Pilgrim’s assertion is the the MPAC makes the Doherty amp easier to design, and makes it work better. The Doherty configuration attempts to amplify the high peak-to-average signal of today’s modulation schemes efficiently by splitting the signal into two paths; one amplifier handles the “base” of the signal – effectively, the carrier – while the other is appropriately termed the “peaking” amplifier. Implemented as intended, this can improve power efficiency (RF power added relative to DC power consumed) but the phase and amplitude between the two paths must be matched exactly – today, this is a matter of high-cost, low tolerance passive components and manual tuning, with no option to correct the setup as conditions (such as temperature) change, or components age.
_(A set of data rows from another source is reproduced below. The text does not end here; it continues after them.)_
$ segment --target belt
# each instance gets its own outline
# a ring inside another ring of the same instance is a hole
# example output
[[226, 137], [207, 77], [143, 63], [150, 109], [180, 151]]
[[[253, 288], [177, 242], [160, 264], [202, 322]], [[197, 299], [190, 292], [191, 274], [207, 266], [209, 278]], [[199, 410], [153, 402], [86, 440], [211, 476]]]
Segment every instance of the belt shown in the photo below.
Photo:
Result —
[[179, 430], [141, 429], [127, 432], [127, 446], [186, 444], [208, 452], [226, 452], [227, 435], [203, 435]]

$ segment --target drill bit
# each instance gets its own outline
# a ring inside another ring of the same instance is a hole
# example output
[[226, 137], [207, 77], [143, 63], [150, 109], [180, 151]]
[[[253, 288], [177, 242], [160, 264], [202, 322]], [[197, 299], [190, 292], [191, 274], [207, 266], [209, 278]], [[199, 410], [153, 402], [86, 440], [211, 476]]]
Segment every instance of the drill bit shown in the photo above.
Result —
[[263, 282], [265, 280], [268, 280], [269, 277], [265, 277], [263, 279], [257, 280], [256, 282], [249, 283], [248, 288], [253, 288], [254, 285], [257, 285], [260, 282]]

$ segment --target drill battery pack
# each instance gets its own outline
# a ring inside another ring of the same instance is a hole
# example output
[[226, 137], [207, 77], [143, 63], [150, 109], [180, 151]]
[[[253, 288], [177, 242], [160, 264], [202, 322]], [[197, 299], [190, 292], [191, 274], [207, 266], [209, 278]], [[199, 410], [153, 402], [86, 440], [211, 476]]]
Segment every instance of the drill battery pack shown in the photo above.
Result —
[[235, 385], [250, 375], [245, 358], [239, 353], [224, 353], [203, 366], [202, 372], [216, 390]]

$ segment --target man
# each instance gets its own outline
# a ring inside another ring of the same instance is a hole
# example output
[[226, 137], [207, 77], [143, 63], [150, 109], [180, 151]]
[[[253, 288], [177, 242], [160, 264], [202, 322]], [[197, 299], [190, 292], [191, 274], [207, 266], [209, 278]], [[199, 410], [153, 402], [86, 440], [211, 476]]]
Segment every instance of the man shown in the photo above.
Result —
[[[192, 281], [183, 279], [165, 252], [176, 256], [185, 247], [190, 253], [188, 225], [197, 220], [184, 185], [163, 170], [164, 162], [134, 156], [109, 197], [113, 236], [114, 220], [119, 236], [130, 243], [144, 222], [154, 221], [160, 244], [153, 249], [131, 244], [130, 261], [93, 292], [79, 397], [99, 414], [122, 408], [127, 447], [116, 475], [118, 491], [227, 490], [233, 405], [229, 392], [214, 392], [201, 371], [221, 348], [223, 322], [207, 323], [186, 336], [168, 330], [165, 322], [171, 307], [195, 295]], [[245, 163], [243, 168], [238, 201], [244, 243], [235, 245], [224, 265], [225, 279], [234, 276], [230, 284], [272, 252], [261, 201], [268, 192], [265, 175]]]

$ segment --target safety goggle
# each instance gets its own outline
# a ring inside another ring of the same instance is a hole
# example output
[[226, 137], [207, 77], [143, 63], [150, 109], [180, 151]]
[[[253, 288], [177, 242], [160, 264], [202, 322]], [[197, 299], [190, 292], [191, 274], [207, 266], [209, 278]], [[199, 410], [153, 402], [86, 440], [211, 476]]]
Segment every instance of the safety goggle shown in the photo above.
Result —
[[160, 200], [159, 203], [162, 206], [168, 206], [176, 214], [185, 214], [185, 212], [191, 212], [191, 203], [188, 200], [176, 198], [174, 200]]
While widely used in the wireless infrastructure industry, Doherty amplifiers require a considerable engineering investment to manually implement and optimise. Any mismatch or misalignment in phase and amplitude between the Doherty architecture’s carrier and peaking paths can quickly contribute to higher costs and degradation of the system’s overall performance. Even after optimising with discrete components, the system remains inflexible to manufacturing variances from power amplifier assemblies.
MPAC solves this engineering challenge with the industry’s first monolithic solution to maximise asymmetric and symmetric Doherty amplifier performance. MPAC also integrates Peregrine’s industry-leading digital step attenuators and phase shifter products onto a single die.
On an UltraCMOS (silicon-on-insulator, SOI technology) chip, each MPAC product includes:
- 90-degree hybrid splitter;
- Two phase shifters;
- Two amplitude controllers;
- Digital SPI interface.
MPAC offers RF engineers improved system performance, lower costs, increased reliability and maximum tuning flexibility for either LDMOS (laterally diffused metal oxide semiconductor) or GaN (gallium nitride) based Doherty power amplifier architectures. MPAC performance advantages include improvements in power added efficiency, linearity across the frequency range, Doherty bandwidth through better matching and effectiveness of the digital pre-distortion (DPD) loop. MPAC reduces bill of materials (BOM) costs by eliminating the need for external components such as DC blocking capacitors and reducing component count for greater board area. It also lowers costs by providing tighter production distributions on expensive power amplifier assemblies. With uniformity and repeatability between transceiver paths, MPAC increases system reliability and increases transceiver yield. Finally, MPAC delivers improved flexibility with adjustable phase and amplitude tuning for each independent path through the SPI digital interface. This flexibility enables real-time adjustments in order to optimise for operational or environmental changes.
Pilgrim says that initial implementations using MPAC are likely to focus on setting up an amp at final test, but re-aliginig an amp at power-up; or periodically; or even in real time, are all possible.
With a wide positive and negative phase shift range and a fine step size, MPAC delivers high linearity of 65 dBm IIP3 and extremely low power consumption of 300 µA. It provides performance advantages in power handling and port-to-port isolation. UltraCMOS technology enables ESD performance of 1 kV, an extended temperature range up to 105C and a wide power supply range from 2.7 to 5.5V.
The first product in the MPAC family is the PE46120. Currently being sampled to select customers, the PE46120 covers a frequency range of 1.8 to 2.2 GHz. The MPAC product family plans to cover all cellular frequency bands with the PE46130, 2.4 to 2.8 GHz; PE46110, 0.7 to 1.0 GHz; and PE461xx, for LTE-A bands.